1. Inclusion in a Dutch fiscal unity for corporate income tax purposes
In order to be included in a Dutch fiscal unity for corporate income tax purposes, a company needs to be effectively managed and controlled in the Netherlands. The location of the place of effective management and control is determined by various facts and circumstances. From Dutch case law it can be derived that most importantly when taking all relevant facts and circumstances into consideration regarding the decision-making process, the conclusion can be justified that the effective management and control of the company takes place in the Netherlands.

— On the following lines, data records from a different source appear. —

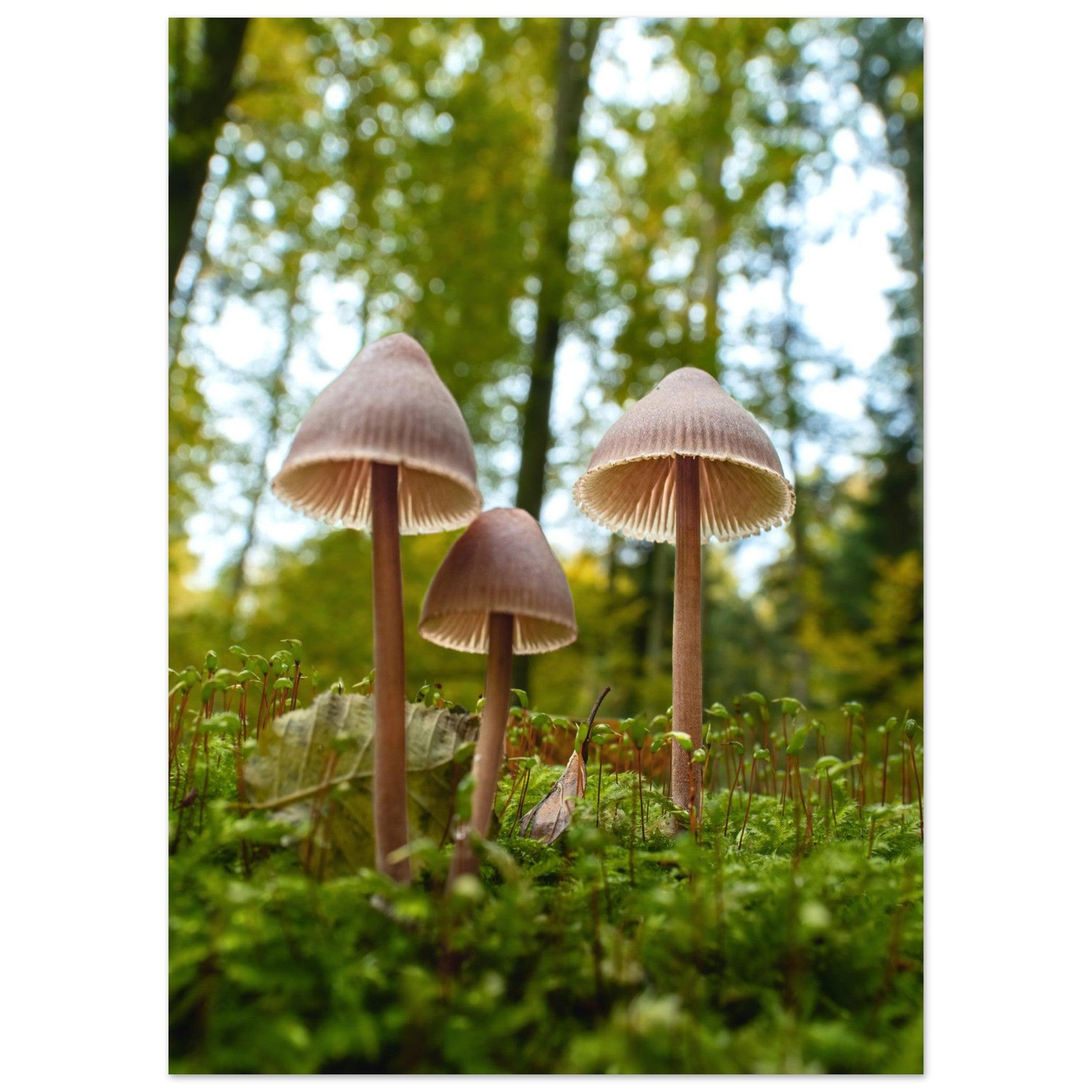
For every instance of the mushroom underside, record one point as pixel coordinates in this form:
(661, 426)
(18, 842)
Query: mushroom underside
(339, 492)
(637, 498)
(470, 632)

2. Ability to apply for a Dutch APA
The Dutch Ministry of Finance published the conditions under which an APA can be concluded. In the Annex to the APA Decree (11th August 2004 IFZ2004/126M) a list of minimum substance requirements is provided which need to be met in order to conclude an APA:
- At least 50% of the members of the board of directors, with a right to make decisions, live or is factually residing in the Netherlands;
- The directors residing in the Netherlands have sufficient knowledge to perform their activities in their capacity as a director of the Dutch company. The company has the adequate personnel – either of its own or from third parties – for the adequate execution and registration of the transactions;
- The (most important) board decisions are made in the Netherlands;
- The (main) bank account of the Dutch company is in the Netherlands;
- The bookkeeping of the Dutch company takes place in the Netherlands;
- The Dutch company has complied with all its tax obligations, at least up to and including the moment of filing the APA/ATR;
- The Dutch company has its registered address in the Netherlands, while the company is, according to its best knowledge, not (also) a resident of another jurisdiction for tax purposes;
- The Dutch company’s minimum equity is adequate in relation to the functions performed (taking into account the risks assumed and assets used).

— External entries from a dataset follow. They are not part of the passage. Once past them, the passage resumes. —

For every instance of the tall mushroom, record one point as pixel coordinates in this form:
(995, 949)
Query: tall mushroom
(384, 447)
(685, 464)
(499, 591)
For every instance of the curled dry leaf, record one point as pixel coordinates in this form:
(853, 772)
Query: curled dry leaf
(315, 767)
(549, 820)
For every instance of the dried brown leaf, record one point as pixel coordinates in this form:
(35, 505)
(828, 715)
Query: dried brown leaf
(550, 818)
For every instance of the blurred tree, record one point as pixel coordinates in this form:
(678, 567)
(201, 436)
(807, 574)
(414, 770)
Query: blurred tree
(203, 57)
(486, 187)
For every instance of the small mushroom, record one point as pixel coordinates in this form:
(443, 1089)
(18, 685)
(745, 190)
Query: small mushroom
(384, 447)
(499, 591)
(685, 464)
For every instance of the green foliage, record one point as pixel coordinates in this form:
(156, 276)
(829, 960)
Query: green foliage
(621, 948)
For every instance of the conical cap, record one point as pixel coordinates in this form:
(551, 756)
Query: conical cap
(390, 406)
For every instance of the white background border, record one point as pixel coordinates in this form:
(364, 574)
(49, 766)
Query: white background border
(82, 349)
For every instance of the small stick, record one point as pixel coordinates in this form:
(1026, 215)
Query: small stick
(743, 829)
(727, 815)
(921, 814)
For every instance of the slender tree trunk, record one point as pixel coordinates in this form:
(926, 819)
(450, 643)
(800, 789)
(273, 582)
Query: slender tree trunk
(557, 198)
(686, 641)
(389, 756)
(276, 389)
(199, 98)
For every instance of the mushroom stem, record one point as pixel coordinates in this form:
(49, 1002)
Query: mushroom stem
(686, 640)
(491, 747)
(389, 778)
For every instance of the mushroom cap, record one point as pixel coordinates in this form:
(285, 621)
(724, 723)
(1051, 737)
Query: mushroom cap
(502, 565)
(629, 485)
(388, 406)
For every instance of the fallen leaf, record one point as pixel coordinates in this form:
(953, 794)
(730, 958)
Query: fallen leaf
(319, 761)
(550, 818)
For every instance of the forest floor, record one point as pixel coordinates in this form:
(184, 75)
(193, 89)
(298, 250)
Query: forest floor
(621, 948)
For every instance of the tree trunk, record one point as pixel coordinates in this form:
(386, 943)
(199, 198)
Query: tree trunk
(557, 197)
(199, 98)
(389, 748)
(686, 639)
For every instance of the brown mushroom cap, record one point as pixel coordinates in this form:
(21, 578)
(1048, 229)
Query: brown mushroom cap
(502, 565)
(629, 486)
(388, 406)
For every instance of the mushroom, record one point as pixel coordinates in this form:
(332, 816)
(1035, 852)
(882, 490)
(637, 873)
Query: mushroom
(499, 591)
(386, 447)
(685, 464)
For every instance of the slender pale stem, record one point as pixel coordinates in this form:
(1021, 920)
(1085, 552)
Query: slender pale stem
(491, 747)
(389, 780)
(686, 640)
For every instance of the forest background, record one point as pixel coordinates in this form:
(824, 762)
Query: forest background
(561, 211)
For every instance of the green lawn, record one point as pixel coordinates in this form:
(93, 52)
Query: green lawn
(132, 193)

3. Ability to apply for a Dutch ATR
It would be likely that as per January 1st, 2014 the list of minimum substance requirements also would likely be applicable to ATR’s. In Q3 and Q4 2013, more information will become available in this respect.
4. Ability to apply Dutch tax treaties
Based on the Dutch corporate income tax act 1969 (DCTA), a company incorporated under the laws of the Netherlands is generally considered subject to Dutch corporate income tax for its worldwide profits. We use the phrase “generally” because exceptions for i) certain types of entities, and ii) certain elections which can be made. Therefore, a company will “generally” be considered a Dutch tax resident when it is incorporated under Dutch Civil Code (DCC). As such, no additional requirements need to be met in order to receive tax treaty benefits. Please note that a change in policy might change the before mentioned. In Q3 and Q4 2013, more information will become available in this respect.

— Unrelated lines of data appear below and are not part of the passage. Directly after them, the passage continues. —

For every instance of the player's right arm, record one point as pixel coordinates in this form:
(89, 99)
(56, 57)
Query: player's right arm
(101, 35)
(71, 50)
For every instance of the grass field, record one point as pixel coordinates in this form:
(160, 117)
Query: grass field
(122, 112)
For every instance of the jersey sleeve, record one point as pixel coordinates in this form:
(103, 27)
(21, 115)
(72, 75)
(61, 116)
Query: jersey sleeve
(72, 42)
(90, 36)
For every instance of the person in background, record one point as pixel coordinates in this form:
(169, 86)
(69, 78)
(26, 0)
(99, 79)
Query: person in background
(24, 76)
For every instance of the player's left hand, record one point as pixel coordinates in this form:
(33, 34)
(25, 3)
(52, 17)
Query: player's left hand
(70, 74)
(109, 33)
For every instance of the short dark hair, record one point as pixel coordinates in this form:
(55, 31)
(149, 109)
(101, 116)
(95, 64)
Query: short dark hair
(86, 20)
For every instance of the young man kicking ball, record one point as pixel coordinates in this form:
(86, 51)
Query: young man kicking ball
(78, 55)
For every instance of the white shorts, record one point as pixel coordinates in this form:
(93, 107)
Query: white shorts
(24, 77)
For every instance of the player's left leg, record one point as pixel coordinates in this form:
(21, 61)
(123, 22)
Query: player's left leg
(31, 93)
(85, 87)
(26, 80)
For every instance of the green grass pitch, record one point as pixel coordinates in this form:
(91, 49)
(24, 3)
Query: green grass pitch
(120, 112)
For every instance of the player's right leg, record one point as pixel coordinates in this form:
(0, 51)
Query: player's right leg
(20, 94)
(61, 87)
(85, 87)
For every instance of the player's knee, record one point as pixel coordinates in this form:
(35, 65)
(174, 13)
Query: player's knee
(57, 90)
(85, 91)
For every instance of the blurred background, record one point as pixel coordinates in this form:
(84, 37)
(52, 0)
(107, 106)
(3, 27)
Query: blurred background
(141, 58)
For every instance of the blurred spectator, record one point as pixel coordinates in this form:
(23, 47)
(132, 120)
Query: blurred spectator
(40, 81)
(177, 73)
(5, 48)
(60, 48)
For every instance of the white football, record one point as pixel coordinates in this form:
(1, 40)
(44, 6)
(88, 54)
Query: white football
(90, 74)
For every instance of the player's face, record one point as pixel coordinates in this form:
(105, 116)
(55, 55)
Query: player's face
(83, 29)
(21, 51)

For companies which are not incorporated under DCC, the facts and circumstances might lead to the conclusion that the company is effectively managed and controlled in the Netherlands. If a company is effectively managed and controlled in the Netherlands, the company would be subject to Dutch corporate income tax for its worldwide profits and as such can be considered a Dutch tax resident for tax treaty purposes.